Niezwykłe miasto i region, które zachwycają turystów oraz całkiem dobrze funkcjonują. Tereny te zachęcają do osiedlania się na nich. Gwarantują nie tylko piękne widoki, rześkie powietrze, dobrą infrastrukturę, ale i pracę. Czy jednak wystarczy jej dla wszystkich?
Praca jest, ale jak długo
Napływ ludności do miasta lub regionu jest zjawiskiem pozytywnym. Wzrastająca liczba mieszkańców przyczynia się do rozwoju. Co jednak zrobić w momencie, gdy pojawia się obawa o to, czy aby na pewno wystarczy pracy dla wszystkich? Odpowiedź na to pytanie znalazły Krzeszowice.
Postawić na usługi
W mieście, w którym zdecydowana większość mieszkańców znalazła zatrudnienie w sektorze produkcyjnym, ciężko jest tworzyć ciągle nowe miejsca pracy. W końcu każdy zakład ma ograniczony rynek zbytu. W takiej sytuacji warto skupić się na rozwoju sektora usługowego. Przecież pracujące społeczeństwo ma środki pieniężne, ale cierpi na notoryczny brak czasu. W związku z powyższym jest to świetna wiadomość dla branży np. gastronomicznej, a już szczególnie dla garmażeryjnej. Obraz rodem z dużych metropolii, gdy ludzie prosto z pracy udają się na obiad do restauracji, nie jest niczym obcym. Coraz częściej również wybierają gotowe produkty, które wystarczy tylko podgrzać.

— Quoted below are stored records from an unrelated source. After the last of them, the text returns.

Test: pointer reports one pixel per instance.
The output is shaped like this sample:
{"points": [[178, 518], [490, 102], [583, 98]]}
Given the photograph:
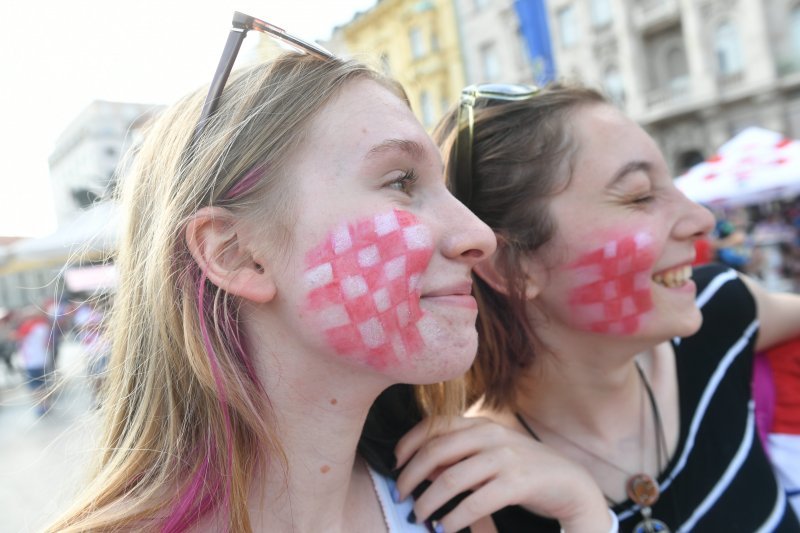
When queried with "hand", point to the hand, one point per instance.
{"points": [[501, 467]]}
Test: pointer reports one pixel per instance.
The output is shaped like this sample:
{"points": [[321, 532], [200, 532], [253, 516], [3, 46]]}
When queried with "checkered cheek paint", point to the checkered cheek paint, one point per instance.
{"points": [[613, 290], [363, 283]]}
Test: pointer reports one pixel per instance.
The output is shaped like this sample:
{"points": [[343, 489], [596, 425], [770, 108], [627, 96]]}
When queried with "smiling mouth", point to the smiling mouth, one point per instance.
{"points": [[673, 278]]}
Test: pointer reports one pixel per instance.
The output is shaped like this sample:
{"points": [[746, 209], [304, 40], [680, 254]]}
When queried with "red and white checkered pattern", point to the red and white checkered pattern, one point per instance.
{"points": [[617, 291], [364, 286]]}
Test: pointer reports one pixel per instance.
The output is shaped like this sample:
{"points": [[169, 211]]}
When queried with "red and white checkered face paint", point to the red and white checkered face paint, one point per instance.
{"points": [[363, 283], [613, 290]]}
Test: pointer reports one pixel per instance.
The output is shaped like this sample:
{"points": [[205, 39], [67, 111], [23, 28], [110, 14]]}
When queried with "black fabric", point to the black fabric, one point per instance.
{"points": [[719, 478], [392, 415]]}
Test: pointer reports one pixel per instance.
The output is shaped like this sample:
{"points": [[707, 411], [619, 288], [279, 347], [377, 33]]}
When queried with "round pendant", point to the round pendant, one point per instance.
{"points": [[651, 525], [643, 490]]}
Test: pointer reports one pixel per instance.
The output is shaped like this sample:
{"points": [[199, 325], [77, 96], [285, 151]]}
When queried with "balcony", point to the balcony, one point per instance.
{"points": [[677, 91], [650, 16]]}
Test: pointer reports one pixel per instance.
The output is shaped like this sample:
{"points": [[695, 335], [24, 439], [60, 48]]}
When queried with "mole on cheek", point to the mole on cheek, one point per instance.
{"points": [[363, 283], [612, 290]]}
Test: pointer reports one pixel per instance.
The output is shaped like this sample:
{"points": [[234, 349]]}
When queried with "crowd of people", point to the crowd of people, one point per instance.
{"points": [[31, 339], [761, 240], [292, 344]]}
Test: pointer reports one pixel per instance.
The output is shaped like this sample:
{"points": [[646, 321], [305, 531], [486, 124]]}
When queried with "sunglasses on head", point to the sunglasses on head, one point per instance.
{"points": [[241, 25], [462, 188]]}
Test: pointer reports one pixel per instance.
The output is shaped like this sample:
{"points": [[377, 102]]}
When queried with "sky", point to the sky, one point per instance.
{"points": [[57, 56]]}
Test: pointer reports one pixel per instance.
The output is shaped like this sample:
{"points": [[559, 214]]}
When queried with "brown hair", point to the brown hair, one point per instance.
{"points": [[522, 154]]}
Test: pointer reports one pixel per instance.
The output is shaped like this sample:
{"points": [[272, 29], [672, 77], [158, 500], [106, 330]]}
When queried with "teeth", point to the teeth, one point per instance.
{"points": [[674, 278]]}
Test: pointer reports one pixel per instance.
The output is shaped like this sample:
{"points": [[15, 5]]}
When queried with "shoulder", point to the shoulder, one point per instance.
{"points": [[723, 297]]}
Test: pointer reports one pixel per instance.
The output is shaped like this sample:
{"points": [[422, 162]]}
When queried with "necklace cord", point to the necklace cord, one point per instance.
{"points": [[660, 438]]}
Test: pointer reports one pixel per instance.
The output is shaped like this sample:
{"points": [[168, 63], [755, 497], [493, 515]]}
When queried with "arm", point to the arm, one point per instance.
{"points": [[778, 314], [501, 467]]}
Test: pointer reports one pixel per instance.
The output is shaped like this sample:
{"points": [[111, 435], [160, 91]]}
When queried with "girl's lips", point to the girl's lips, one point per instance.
{"points": [[458, 294], [674, 277]]}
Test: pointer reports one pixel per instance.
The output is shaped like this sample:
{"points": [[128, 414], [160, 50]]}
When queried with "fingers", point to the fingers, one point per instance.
{"points": [[484, 501], [470, 474], [424, 431], [465, 438]]}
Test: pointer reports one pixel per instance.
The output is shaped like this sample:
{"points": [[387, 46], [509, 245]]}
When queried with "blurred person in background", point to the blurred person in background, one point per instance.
{"points": [[34, 338], [8, 343]]}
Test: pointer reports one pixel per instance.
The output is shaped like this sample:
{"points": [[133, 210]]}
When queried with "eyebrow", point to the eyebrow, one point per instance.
{"points": [[630, 168], [412, 148]]}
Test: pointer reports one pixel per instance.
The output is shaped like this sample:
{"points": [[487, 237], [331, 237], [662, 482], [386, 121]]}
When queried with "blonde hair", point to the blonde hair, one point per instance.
{"points": [[522, 154], [186, 421]]}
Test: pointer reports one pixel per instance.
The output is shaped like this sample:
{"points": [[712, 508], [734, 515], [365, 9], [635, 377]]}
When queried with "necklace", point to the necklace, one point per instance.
{"points": [[641, 488]]}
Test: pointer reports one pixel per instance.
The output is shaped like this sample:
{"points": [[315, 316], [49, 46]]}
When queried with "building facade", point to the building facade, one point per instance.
{"points": [[414, 41], [692, 72], [87, 154]]}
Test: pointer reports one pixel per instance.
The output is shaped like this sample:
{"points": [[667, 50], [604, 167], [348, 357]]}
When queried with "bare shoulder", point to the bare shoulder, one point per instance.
{"points": [[479, 410]]}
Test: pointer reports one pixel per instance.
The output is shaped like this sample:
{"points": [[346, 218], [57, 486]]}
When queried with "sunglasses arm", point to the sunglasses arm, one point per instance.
{"points": [[232, 45]]}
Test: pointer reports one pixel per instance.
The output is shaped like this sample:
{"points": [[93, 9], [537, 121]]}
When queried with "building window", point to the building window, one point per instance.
{"points": [[677, 70], [614, 86], [490, 64], [426, 108], [795, 33], [386, 67], [434, 42], [726, 46], [601, 13], [417, 43], [567, 26]]}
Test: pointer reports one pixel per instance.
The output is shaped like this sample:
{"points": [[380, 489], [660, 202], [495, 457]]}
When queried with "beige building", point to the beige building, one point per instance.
{"points": [[414, 41], [693, 72], [88, 152], [492, 44]]}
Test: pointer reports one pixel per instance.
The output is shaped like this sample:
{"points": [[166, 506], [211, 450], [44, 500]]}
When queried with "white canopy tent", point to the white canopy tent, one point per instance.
{"points": [[755, 166], [89, 237]]}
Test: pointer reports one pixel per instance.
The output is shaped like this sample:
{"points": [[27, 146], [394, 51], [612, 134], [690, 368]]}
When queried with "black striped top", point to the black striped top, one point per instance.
{"points": [[719, 478]]}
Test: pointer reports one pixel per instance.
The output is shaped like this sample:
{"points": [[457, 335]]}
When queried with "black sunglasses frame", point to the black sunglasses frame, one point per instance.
{"points": [[241, 25], [462, 187]]}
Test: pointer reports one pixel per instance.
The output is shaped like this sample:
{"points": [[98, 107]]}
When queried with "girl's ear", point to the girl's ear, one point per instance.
{"points": [[225, 259], [489, 272]]}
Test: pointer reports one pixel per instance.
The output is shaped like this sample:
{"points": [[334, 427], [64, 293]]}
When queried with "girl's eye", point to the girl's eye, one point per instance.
{"points": [[405, 182]]}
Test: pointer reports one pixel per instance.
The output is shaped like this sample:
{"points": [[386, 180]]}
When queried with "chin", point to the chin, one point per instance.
{"points": [[442, 362], [685, 324]]}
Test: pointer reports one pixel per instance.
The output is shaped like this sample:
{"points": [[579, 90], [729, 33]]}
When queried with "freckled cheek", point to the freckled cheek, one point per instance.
{"points": [[611, 287], [363, 284]]}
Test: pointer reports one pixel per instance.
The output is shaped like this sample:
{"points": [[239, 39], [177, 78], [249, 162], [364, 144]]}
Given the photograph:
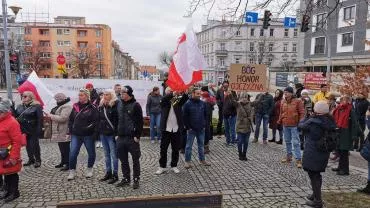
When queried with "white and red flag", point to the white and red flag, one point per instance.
{"points": [[188, 62], [41, 92]]}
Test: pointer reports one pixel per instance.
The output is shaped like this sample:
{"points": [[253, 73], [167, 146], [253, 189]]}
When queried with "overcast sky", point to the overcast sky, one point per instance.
{"points": [[144, 28]]}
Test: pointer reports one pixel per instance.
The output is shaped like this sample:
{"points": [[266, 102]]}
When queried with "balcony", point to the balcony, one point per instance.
{"points": [[221, 53]]}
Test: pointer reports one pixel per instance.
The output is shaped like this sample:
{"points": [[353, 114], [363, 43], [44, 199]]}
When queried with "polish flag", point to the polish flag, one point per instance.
{"points": [[188, 62], [42, 94]]}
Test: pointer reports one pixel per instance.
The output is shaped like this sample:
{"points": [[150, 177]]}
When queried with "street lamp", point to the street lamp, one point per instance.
{"points": [[15, 9]]}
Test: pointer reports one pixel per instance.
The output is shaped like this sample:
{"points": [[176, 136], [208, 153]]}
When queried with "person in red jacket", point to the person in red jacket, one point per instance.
{"points": [[10, 151]]}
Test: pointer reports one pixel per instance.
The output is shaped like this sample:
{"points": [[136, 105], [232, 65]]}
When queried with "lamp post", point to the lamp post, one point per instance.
{"points": [[15, 9]]}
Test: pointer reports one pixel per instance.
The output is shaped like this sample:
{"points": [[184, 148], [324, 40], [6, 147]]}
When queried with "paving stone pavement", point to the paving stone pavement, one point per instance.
{"points": [[259, 182]]}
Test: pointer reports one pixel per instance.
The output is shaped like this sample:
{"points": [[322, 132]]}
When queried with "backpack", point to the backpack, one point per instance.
{"points": [[329, 141]]}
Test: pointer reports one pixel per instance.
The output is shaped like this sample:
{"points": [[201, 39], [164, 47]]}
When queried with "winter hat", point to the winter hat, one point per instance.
{"points": [[304, 92], [321, 107], [128, 90], [289, 89], [5, 106]]}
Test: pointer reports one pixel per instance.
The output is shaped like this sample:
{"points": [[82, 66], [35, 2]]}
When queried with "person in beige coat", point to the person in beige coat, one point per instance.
{"points": [[59, 116]]}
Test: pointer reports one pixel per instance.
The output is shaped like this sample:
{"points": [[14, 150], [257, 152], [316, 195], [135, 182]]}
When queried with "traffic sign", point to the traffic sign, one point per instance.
{"points": [[251, 17], [290, 22], [61, 60]]}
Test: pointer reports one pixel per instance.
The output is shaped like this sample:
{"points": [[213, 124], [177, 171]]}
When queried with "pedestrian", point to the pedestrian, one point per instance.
{"points": [[59, 116], [209, 101], [274, 117], [130, 127], [346, 120], [171, 127], [243, 124], [322, 94], [108, 121], [298, 87], [360, 105], [366, 190], [263, 106], [229, 114], [194, 115], [315, 160], [83, 127], [10, 150], [291, 113], [153, 110], [117, 90], [30, 116]]}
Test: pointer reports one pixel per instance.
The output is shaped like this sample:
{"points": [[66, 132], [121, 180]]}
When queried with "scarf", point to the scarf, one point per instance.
{"points": [[54, 110], [341, 115]]}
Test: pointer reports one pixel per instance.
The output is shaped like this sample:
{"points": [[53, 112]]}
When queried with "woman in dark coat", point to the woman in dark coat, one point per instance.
{"points": [[274, 117], [314, 160]]}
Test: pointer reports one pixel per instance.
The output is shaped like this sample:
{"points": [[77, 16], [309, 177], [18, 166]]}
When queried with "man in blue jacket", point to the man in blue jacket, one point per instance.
{"points": [[194, 116]]}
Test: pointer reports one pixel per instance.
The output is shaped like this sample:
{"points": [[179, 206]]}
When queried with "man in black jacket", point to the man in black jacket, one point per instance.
{"points": [[171, 127], [130, 127]]}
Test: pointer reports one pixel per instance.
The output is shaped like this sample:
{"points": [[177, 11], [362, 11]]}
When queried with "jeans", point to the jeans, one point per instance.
{"points": [[173, 138], [292, 141], [230, 134], [76, 143], [110, 153], [243, 140], [155, 120], [189, 144], [259, 119]]}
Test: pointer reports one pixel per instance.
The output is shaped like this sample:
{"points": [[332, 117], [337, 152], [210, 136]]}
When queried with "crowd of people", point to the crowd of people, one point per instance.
{"points": [[114, 118]]}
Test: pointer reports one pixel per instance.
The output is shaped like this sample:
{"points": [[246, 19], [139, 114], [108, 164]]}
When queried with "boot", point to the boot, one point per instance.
{"points": [[107, 176], [113, 179], [365, 190], [136, 183]]}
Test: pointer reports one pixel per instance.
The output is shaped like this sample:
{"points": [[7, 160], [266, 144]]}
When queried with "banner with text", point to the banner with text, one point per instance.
{"points": [[312, 81], [251, 78], [70, 87]]}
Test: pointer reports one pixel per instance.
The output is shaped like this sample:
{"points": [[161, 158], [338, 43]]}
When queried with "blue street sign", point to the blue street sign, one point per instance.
{"points": [[251, 17], [290, 22]]}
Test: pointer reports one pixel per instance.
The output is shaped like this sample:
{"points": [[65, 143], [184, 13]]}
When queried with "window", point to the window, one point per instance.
{"points": [[294, 48], [349, 13], [98, 45], [319, 45], [67, 31], [347, 39], [271, 46], [251, 47], [320, 20], [285, 48], [286, 33], [271, 32], [59, 31]]}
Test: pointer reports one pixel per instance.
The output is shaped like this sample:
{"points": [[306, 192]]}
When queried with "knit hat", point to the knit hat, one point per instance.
{"points": [[5, 106], [289, 89], [128, 90], [321, 107]]}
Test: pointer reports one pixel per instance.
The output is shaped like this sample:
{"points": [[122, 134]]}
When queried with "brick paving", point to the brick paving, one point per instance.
{"points": [[260, 182]]}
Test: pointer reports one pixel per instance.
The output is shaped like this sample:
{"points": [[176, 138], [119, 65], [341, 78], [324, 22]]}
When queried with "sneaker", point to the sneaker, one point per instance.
{"points": [[89, 173], [72, 175], [175, 170], [160, 171]]}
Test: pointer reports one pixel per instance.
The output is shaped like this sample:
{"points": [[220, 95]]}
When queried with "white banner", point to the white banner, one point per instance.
{"points": [[70, 88]]}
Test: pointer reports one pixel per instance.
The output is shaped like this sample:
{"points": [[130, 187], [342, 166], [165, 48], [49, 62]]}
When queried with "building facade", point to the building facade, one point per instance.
{"points": [[86, 47], [339, 40], [223, 43]]}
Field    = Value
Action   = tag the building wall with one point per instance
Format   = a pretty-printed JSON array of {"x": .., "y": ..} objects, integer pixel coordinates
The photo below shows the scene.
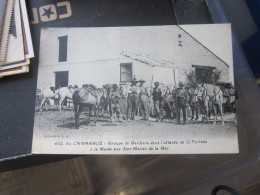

Oczywiście lista usług, które są pożądane w Krzeszowicach, jest długa. Gastronomia jest tylko jej początkiem. Warto wspomnieć jeszcze o usługach opiekuńczych. Chodzi zarówno o sprawowanie opieki nad dziećmi (podczas, gdy ich rodzice są w pracy), jak i osobami w podeszłym wieku (dzieci zazwyczaj ciężko pracują i fizycznie nie są w stanie zająć się schorowanymi rodzicami).
Podsumowując, o rozwoju konkretnego miasta nie zawsze decyduje jedynie ilość przedsiębiorstw produkcyjnych. Coraz częściej wskaźnik ten zwiększa także odsetek oferowanych usług.